I am, of course, referring (however obliquely) to Eliyahu Goldratt, and the Theory of Constraints. In my role as Change Manager, I have observed IT staff nigh on break their backs to get enough done during maintenance windows – essentially attempting to achieve feats of heroism. The desire to avoid down-time outside of the maintenance window, though noble, results in what I believe to be a misguided approach to change and maintenance work.
In most industries, the idea of routinely working outside of office hours would – at the very least – be a last resort, and something which employees, managers, and unions alike would actively oppose. Yet, frustratingly, this is a commonly accepted practice in the field of information technology (and particularly in the Operations realm). Not only can we do better – I think we owe it to ourselves, not to mention that we owe it to the generations that will follow.
Imagine not having to install patches on production servers outside of business hours. Imagine performing maintenance on business critical systems while they are in production, at worst taking the systems down for a fraction of a second.
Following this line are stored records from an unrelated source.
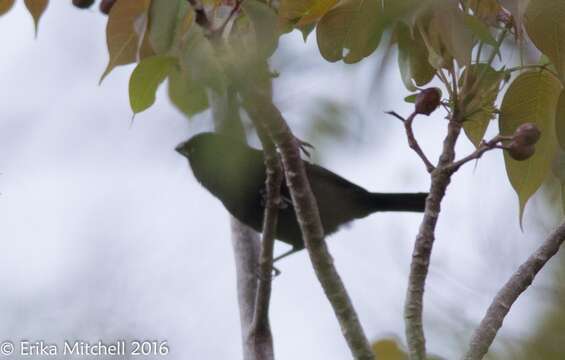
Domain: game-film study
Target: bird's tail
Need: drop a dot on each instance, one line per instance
(398, 202)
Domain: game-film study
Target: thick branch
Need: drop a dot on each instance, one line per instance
(260, 335)
(245, 241)
(518, 283)
(261, 108)
(413, 308)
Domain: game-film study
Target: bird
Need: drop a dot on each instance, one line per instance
(234, 173)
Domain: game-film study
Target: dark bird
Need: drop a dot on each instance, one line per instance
(235, 173)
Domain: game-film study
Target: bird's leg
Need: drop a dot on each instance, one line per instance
(283, 204)
(285, 254)
(304, 146)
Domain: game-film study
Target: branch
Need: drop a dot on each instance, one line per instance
(260, 333)
(245, 242)
(483, 148)
(260, 107)
(518, 283)
(412, 142)
(413, 308)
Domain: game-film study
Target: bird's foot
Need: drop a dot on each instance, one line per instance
(305, 147)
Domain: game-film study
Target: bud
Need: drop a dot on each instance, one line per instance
(527, 134)
(83, 4)
(106, 6)
(427, 101)
(519, 151)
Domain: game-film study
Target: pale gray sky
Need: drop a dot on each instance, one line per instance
(106, 235)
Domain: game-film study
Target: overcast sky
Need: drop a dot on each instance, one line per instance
(106, 235)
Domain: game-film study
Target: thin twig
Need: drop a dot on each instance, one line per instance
(412, 142)
(518, 283)
(260, 334)
(483, 148)
(413, 307)
(260, 106)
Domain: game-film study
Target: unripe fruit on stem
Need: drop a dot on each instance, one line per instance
(106, 6)
(527, 134)
(427, 101)
(519, 151)
(83, 4)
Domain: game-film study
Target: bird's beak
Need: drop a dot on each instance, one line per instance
(179, 148)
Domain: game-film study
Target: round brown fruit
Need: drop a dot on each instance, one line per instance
(519, 151)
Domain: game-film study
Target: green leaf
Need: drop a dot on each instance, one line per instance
(198, 60)
(545, 24)
(455, 36)
(264, 20)
(353, 29)
(36, 8)
(532, 97)
(187, 95)
(480, 30)
(560, 120)
(413, 58)
(165, 23)
(5, 6)
(480, 104)
(126, 24)
(303, 12)
(389, 349)
(146, 78)
(350, 31)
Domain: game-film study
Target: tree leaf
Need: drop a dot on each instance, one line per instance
(480, 30)
(487, 10)
(455, 36)
(126, 23)
(36, 8)
(545, 24)
(480, 103)
(352, 29)
(532, 97)
(146, 78)
(165, 23)
(389, 349)
(264, 20)
(187, 95)
(5, 6)
(517, 8)
(413, 58)
(303, 12)
(198, 60)
(560, 120)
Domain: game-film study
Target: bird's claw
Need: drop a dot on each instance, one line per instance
(304, 146)
(274, 273)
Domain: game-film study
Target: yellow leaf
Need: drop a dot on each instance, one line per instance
(388, 349)
(5, 5)
(532, 97)
(36, 9)
(545, 24)
(303, 12)
(126, 24)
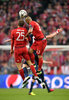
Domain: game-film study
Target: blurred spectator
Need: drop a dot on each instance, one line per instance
(50, 14)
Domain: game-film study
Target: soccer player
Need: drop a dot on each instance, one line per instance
(18, 41)
(40, 41)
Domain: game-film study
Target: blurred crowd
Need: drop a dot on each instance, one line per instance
(59, 62)
(50, 14)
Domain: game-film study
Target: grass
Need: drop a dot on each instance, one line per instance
(41, 94)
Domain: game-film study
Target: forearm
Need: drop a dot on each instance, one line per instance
(12, 44)
(54, 34)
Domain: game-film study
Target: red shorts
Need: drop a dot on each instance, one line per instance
(39, 46)
(21, 53)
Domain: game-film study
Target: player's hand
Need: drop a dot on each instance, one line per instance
(11, 52)
(59, 30)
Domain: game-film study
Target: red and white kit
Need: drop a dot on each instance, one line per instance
(40, 42)
(19, 42)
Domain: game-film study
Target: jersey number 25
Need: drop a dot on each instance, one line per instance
(21, 36)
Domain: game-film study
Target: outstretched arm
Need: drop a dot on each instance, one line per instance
(54, 34)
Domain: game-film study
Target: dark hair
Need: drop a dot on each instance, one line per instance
(21, 22)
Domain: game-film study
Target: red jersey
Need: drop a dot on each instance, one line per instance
(18, 37)
(37, 33)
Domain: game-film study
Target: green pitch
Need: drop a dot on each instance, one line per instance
(41, 94)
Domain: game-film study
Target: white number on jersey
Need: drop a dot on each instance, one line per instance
(20, 34)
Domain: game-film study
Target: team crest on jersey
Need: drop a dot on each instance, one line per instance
(38, 51)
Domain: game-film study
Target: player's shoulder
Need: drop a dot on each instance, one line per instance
(13, 30)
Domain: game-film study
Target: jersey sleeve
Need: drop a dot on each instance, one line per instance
(31, 25)
(12, 39)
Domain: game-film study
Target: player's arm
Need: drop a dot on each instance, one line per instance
(47, 62)
(12, 42)
(8, 40)
(54, 34)
(30, 30)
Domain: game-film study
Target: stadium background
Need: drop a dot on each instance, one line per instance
(50, 14)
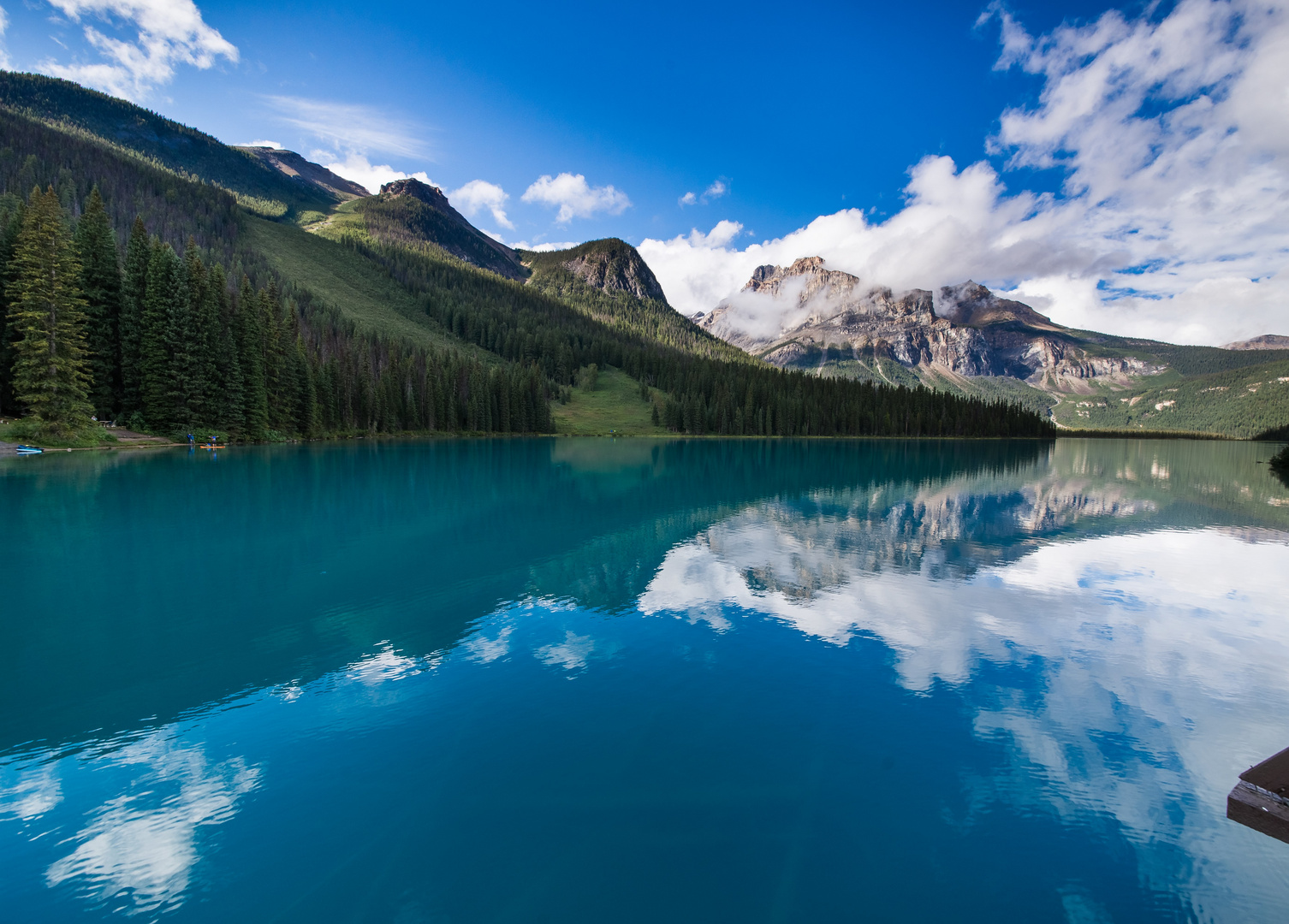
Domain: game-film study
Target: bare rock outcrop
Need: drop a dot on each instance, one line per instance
(614, 266)
(806, 313)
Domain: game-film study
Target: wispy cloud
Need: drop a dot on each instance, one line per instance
(716, 191)
(365, 173)
(478, 195)
(167, 33)
(4, 53)
(1173, 219)
(349, 127)
(575, 198)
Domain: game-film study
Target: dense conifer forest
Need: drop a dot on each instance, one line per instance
(172, 321)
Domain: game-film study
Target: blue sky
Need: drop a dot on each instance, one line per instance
(798, 114)
(1046, 150)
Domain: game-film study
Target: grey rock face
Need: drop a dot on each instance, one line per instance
(789, 315)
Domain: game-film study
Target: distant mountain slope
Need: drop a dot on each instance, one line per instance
(609, 281)
(970, 341)
(378, 323)
(1265, 341)
(290, 164)
(169, 143)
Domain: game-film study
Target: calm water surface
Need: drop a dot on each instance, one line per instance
(683, 681)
Imagine being able to upgrade critical systems while keeping data available to users. Imagine migrating servers from one site to another, in production (or better yet, imagine the actual location of each server farm to be irrelevant, as the servers are floating across all of them).
The biggest problem here are databases. While you can have two instances of the same server (e.g. through the application of blue/green deployment), databases are not so easy. I maintain that partial availability is preferable to complete downtime, wherein lies one approach with regards to databases. Make a copy of the database, make the master read only, and upgrade the copy. Once the upgrade is complete and checks are done, put the upgraded system into production.
By adding a few additional steps in the upgrade process, we ensure that the system remains available for information lookup, with the added benefit of a far simpler reversion, should the upgrade process fail. Though a fully redundant spare instance of all (or most) servers in staging is the ideal, even maintaining a cold mirror of a server makes fail-over simpler – not to mention the fact that it makes migration from one server room to another possible with a minimum of downtime.
There are numerous other examples of the practices I describe above. Providing staff with the ability to perform most of these tasks during normal business hours offers a number of benefits:
- Reductions in overtime costs involved with the work
- Higher staff availability for swarming problems that may occur
- Increased availability of systems to the end user
- Reduction in the impact of severe systems outages
- Reduction in the risk of staff burn-out
It is my hope that DevOps will become the norm, not the outlier. It is my hope that working outside of ordinary business hours will become the exception, not the rule.